I think it is a critical assertion because the particles are unsoftened in this function. Giovanni checked yesterday that it's neither NaN's or due to round off, so it really is an issue.
Ahh ok, yes. Sorry, I was thinking the other way around (not reading the code properly oops) where we were instead in the smoothed gravity function but computing for direct-gravity particles. But it's the opposite, so yes, it is a critical assertion!!
Yes, that's right, it's a serious issue. Which compiler were you using when you found the problem in the meshless? Was it intel 11.1 or another version?
No, just g++ (5.4) on my Mac. But like I said, I was debugging the meshless so was assuming it was a problem with that part. However, if I get that error again I'll post it here with more info if it helps narrow down the issue.
Very serious bug.

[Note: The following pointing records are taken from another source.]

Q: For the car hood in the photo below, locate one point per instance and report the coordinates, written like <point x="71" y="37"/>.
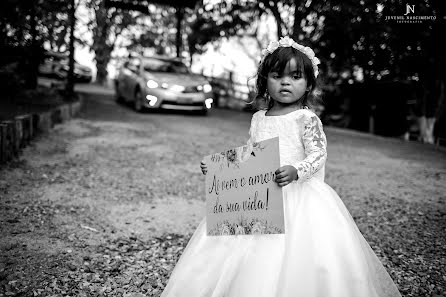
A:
<point x="187" y="80"/>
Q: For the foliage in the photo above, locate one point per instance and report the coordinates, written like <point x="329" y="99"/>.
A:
<point x="24" y="26"/>
<point x="107" y="25"/>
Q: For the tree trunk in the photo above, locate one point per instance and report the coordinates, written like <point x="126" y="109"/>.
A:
<point x="70" y="79"/>
<point x="100" y="46"/>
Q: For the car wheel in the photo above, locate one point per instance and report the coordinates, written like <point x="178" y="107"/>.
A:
<point x="138" y="101"/>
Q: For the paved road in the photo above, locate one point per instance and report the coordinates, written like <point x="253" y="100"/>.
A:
<point x="114" y="173"/>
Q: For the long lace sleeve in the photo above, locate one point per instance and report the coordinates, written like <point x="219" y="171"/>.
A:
<point x="315" y="145"/>
<point x="247" y="149"/>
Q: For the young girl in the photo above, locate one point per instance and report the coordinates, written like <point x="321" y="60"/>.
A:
<point x="322" y="253"/>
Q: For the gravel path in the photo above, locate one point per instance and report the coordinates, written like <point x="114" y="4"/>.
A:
<point x="105" y="204"/>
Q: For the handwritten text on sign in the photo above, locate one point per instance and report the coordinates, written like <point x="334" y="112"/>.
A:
<point x="241" y="194"/>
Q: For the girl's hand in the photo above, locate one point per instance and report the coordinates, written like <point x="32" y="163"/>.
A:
<point x="204" y="167"/>
<point x="285" y="175"/>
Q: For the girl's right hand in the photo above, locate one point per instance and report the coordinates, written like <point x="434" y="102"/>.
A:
<point x="204" y="167"/>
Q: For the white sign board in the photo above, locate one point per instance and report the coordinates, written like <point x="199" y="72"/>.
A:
<point x="242" y="197"/>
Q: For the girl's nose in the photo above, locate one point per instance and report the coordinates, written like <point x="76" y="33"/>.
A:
<point x="285" y="80"/>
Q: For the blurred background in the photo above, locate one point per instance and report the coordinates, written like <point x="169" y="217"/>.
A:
<point x="382" y="62"/>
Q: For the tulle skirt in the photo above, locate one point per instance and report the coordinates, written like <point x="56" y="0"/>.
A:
<point x="322" y="254"/>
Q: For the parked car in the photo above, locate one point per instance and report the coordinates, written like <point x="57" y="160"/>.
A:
<point x="165" y="83"/>
<point x="55" y="65"/>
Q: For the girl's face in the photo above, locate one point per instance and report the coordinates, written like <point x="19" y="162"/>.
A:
<point x="288" y="87"/>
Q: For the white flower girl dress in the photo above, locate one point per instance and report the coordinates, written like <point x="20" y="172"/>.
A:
<point x="322" y="253"/>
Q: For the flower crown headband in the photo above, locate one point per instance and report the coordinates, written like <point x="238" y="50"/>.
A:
<point x="288" y="42"/>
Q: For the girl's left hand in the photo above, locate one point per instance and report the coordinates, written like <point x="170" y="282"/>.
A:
<point x="285" y="175"/>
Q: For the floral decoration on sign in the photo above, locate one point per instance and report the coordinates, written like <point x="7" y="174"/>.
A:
<point x="244" y="227"/>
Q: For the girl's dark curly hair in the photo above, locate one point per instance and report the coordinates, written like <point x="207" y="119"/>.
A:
<point x="276" y="62"/>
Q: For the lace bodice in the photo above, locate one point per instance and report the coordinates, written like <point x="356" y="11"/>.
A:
<point x="302" y="141"/>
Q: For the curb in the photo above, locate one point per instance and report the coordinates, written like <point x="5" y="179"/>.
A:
<point x="17" y="133"/>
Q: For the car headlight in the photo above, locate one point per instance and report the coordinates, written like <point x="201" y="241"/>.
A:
<point x="207" y="88"/>
<point x="177" y="88"/>
<point x="151" y="84"/>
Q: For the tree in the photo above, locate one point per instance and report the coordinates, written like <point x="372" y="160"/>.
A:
<point x="107" y="24"/>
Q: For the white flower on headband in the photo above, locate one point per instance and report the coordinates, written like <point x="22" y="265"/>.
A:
<point x="288" y="42"/>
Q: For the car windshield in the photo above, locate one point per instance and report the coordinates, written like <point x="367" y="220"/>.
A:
<point x="156" y="65"/>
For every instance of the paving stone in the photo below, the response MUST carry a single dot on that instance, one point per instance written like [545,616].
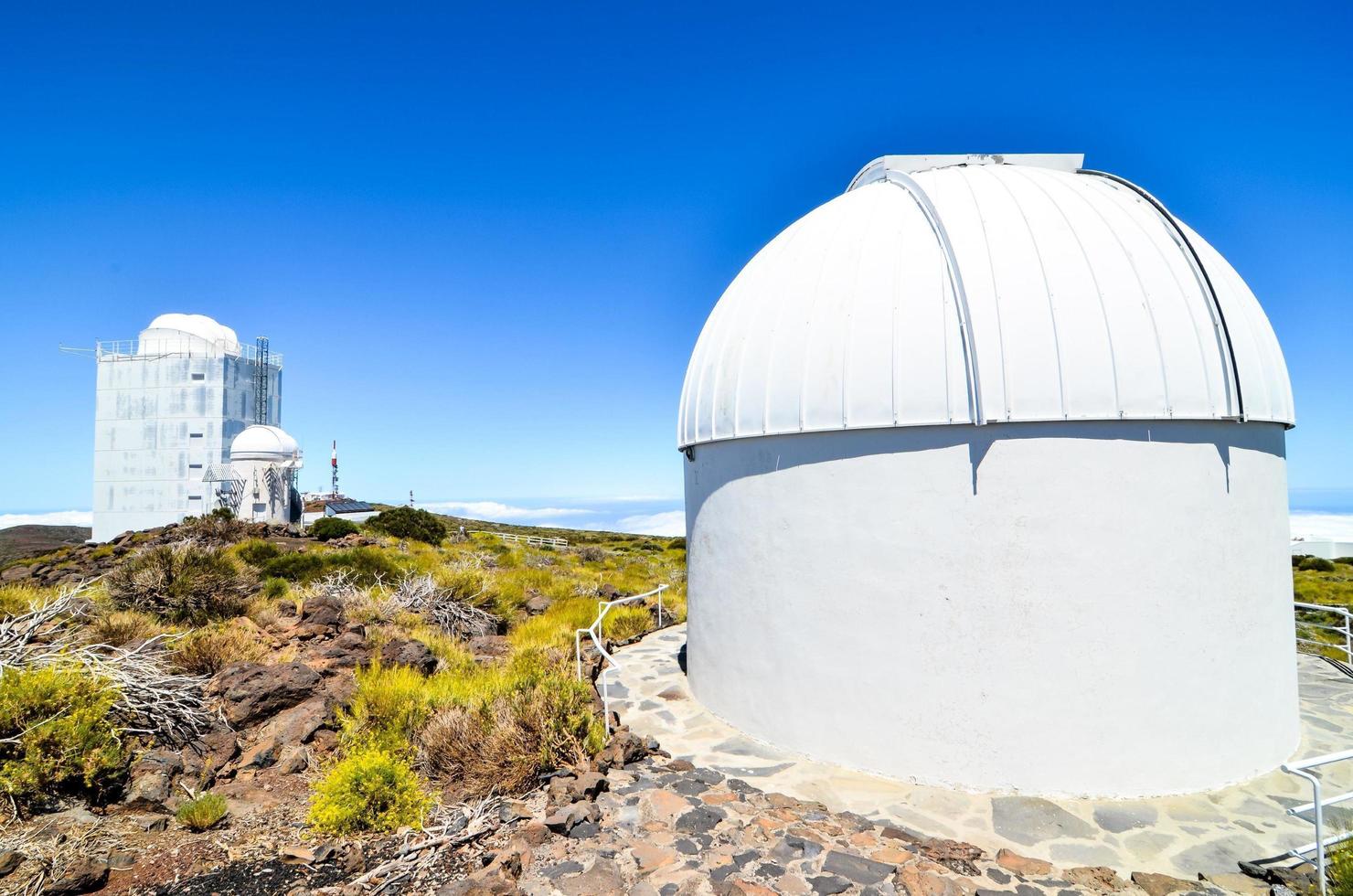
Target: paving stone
[1028,820]
[828,884]
[1116,819]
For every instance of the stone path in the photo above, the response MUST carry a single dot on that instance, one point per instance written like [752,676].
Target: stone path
[1178,836]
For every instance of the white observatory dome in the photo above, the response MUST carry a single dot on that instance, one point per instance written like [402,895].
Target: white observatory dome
[961,290]
[186,332]
[264,443]
[985,486]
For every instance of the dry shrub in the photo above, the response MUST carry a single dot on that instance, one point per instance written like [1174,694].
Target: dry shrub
[121,628]
[208,650]
[183,582]
[506,744]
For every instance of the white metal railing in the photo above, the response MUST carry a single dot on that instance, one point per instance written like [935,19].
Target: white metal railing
[535,540]
[1316,807]
[1342,627]
[186,347]
[594,633]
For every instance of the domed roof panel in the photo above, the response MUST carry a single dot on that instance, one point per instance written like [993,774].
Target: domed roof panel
[1015,292]
[264,443]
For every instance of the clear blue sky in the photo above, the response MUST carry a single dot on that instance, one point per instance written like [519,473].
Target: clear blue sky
[486,239]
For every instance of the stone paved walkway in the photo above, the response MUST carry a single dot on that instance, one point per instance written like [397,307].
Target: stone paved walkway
[1177,836]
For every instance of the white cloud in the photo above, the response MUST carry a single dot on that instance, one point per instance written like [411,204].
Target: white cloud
[502,512]
[54,517]
[668,523]
[1322,526]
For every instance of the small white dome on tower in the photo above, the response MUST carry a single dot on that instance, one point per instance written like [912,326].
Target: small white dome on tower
[265,443]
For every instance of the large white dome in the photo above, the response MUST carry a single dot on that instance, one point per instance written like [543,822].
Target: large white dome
[958,290]
[186,332]
[264,443]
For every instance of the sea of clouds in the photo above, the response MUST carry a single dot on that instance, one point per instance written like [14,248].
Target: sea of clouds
[650,516]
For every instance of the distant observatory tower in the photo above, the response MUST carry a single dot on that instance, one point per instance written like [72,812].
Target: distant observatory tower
[985,486]
[168,406]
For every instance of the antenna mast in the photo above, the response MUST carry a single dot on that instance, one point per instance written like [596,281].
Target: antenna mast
[261,380]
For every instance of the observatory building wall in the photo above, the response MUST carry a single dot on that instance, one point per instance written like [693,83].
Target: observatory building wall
[160,421]
[1064,608]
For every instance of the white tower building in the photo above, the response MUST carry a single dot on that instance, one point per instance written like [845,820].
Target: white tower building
[985,486]
[168,405]
[264,462]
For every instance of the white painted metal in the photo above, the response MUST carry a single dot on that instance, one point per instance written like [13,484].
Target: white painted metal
[981,293]
[166,408]
[600,643]
[1061,608]
[1316,807]
[1337,620]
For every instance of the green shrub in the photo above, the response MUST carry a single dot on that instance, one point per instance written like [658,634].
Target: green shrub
[410,523]
[330,528]
[56,731]
[256,551]
[183,582]
[203,811]
[505,744]
[367,565]
[208,650]
[368,791]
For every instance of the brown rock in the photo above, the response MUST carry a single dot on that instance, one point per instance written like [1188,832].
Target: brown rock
[601,879]
[1163,884]
[83,875]
[1099,879]
[417,656]
[489,647]
[650,857]
[252,692]
[1022,864]
[152,778]
[922,882]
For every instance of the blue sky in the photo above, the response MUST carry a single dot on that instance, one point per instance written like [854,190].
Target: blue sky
[486,237]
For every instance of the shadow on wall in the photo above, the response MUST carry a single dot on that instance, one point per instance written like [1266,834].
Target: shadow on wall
[797,450]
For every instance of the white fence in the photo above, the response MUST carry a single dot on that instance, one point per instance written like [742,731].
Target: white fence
[533,540]
[594,634]
[1316,850]
[1313,619]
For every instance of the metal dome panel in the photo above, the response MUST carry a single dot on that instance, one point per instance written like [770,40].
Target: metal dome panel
[981,293]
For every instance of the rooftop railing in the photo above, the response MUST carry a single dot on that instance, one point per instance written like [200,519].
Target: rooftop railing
[186,347]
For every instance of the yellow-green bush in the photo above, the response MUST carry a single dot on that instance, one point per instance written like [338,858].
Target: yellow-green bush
[625,622]
[206,651]
[56,731]
[202,811]
[183,582]
[124,627]
[369,789]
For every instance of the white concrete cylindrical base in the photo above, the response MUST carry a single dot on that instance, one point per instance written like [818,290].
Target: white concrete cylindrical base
[1065,608]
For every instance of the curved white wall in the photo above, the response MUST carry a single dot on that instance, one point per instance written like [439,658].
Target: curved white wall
[1065,608]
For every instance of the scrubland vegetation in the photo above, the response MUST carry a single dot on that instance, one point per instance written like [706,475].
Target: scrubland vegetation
[501,708]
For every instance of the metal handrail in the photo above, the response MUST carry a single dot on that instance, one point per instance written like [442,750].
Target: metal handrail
[186,347]
[600,643]
[1344,630]
[535,540]
[1316,805]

If I just take the master branch (but with some very simple modifications to make it compile, see 005df4c in branch intel_bug), compile with intel (used v11.1) and run a gravity test (e.g. freefall or bossbodenheimer) I get a crash straight away due to this assertion failing. Tried to debug without success. It seems a parallelization error because if I run with only 1 thread it doesn't crash. Thankfully the problem doesn't come up with a newer version of the Intel compiler (v15) or with gcc, but it makes me wonder if it's a compiler problem or a problem in our code.